- Genre: True crime
- Directed by: Chapman Way; Maclain Way;
- Composer: Brocker Way
- Country of origin: United States
- Original language: English
- No. of seasons: 1
- No. of episodes: 3

Production
- Executive producers: Juliana Lembi; Chapman Way; Maclain Way; Dave Caplan; Greg Berlanti; Sarah Schechter; David Madden; Mike Darnell;
- Production companies: Stardust Frames Productions; C2 Pictures; Berlanti Productions; Warner Bros. Television;

Original release
- Network: Netflix
- Release: December 11, 2024

= The Kings of Tupelo: A Southern Crime Saga =

American crime drama television series

The Kings of Tupelo: A Southern Crime Saga is a television documentary miniseries made for Netflix and directed by Chapman Way and Maclain Way. It was released on December 11, 2024.

==Premise==
The Kings of Tupelo is a crime drama documentary series that weaves together a complex narrative involving a small-town feud, internet conspiracy, Elvis impersonation, black market organ trafficking, and a presidential assassination attempt in Mississippi.

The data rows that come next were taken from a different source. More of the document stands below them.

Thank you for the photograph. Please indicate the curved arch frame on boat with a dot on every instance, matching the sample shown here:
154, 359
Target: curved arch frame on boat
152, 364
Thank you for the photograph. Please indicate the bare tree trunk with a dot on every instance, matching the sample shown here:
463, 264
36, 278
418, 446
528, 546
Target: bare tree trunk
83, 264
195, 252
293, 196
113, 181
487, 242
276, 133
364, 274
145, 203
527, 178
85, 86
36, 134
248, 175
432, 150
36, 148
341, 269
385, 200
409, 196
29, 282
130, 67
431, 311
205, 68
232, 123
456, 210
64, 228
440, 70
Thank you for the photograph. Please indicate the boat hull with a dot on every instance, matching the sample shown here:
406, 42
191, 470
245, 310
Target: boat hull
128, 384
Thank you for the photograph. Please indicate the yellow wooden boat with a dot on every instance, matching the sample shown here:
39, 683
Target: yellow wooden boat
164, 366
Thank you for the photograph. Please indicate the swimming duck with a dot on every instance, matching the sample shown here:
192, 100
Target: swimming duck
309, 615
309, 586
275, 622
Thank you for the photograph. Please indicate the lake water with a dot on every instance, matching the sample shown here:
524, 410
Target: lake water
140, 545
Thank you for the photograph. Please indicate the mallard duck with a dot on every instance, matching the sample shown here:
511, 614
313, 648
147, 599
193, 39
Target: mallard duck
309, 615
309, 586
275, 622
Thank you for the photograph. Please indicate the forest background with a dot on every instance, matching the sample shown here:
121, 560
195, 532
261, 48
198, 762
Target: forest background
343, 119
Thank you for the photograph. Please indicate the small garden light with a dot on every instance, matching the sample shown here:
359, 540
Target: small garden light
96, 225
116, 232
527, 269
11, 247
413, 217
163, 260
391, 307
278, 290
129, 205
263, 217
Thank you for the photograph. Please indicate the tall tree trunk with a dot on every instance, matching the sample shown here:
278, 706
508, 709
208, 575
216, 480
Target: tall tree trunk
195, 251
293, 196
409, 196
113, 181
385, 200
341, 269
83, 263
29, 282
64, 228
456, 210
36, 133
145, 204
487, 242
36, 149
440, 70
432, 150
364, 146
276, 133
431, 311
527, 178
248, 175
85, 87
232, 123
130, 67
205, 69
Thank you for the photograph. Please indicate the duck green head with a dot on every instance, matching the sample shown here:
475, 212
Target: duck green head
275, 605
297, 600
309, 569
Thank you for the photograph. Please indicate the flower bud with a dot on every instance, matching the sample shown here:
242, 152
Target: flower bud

The series focuses on Kevin Curtis, a former Elvis impersonator and conspiracy theorist from Tupelo, Mississippi. Curtis was fired from the North Mississippi Medical Center and became convinced the hospital was involved in illegal organ harvesting. Curtis developed a feud with his state representative, Steve Holland, after Holland refused to support his proposed legislation on organ trafficking. Holland also coincidently owned several funeral homes, fueling Curtis's conspiracy theories. Curtis was later framed by James Everett Dutschke – a taekwondo instructor, Wayne Newton impersonator, and Republican candidate for office in 2007 who ran against Holland – for sending the 2013 ricin letters to President Barack Obama, Judge Sadie Holland, and Senator Roger Wicker.

==Production==
The series was directed by Chapman Way and Maclain Way.

==Release==
The trailer released in November 2024. The series premiered on Netflix on 11 December 2024.